An SU(2) Formulation of the t-J model: Application to Underdoped Cuprates

TL;DR

This paper introduces an SU(2) symmetric slave-boson approach to the t-J model, capturing key phases of cuprate superconductors and revealing new low-energy modes, thus advancing understanding of high-temperature superconductivity.

Contribution

It develops a novel SU(2) slave-boson formulation of the t-J model that captures multiple phases and introduces new low-energy fluctuation modes.

Findings

Reproduces cuprate phase diagram including d-wave superconductivity and pseudogap phases.

Shows evolution of Fermi surface from small segments to large surface with doping.
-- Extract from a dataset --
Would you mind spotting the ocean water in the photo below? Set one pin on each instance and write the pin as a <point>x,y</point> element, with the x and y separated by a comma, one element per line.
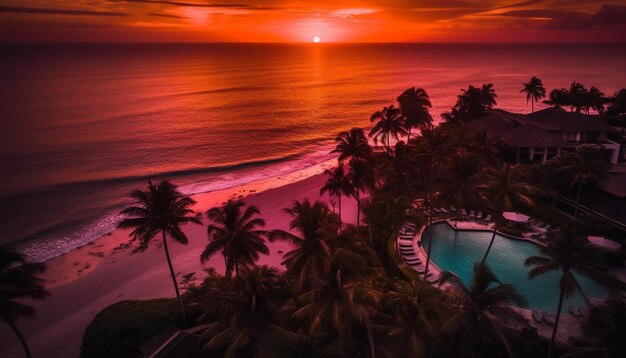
<point>458,251</point>
<point>82,125</point>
Identifies new low-energy modes overlooked in previous U(1) theories.

Abstract

We develop a slave-boson theory for the t-J model at finite doping which respect a SU(2) symmetry -- a symmetry previously known to be important at half filling. The mean field phase diagram is found to be consistent with the phases observed in the cuprate superconductors, which contains d-wave superconductor, spin gap, strange metal, and Fermi liquid phases. The spin gap phase is best understood as the staggered flux phase, which is nevertheless translationally invariant for physical quantities. The physical electron spectral function shows small Fermi segments at low doping which continuously evolve into the large Fermi surface at high doping concentrations. The close relation between the SU(2) and the U(1) slave-boson theory is discussed. The low energy effective theory for the low lying fluctuations is derived, and new lying modes (which were over looked in the U(1) theory) are identified.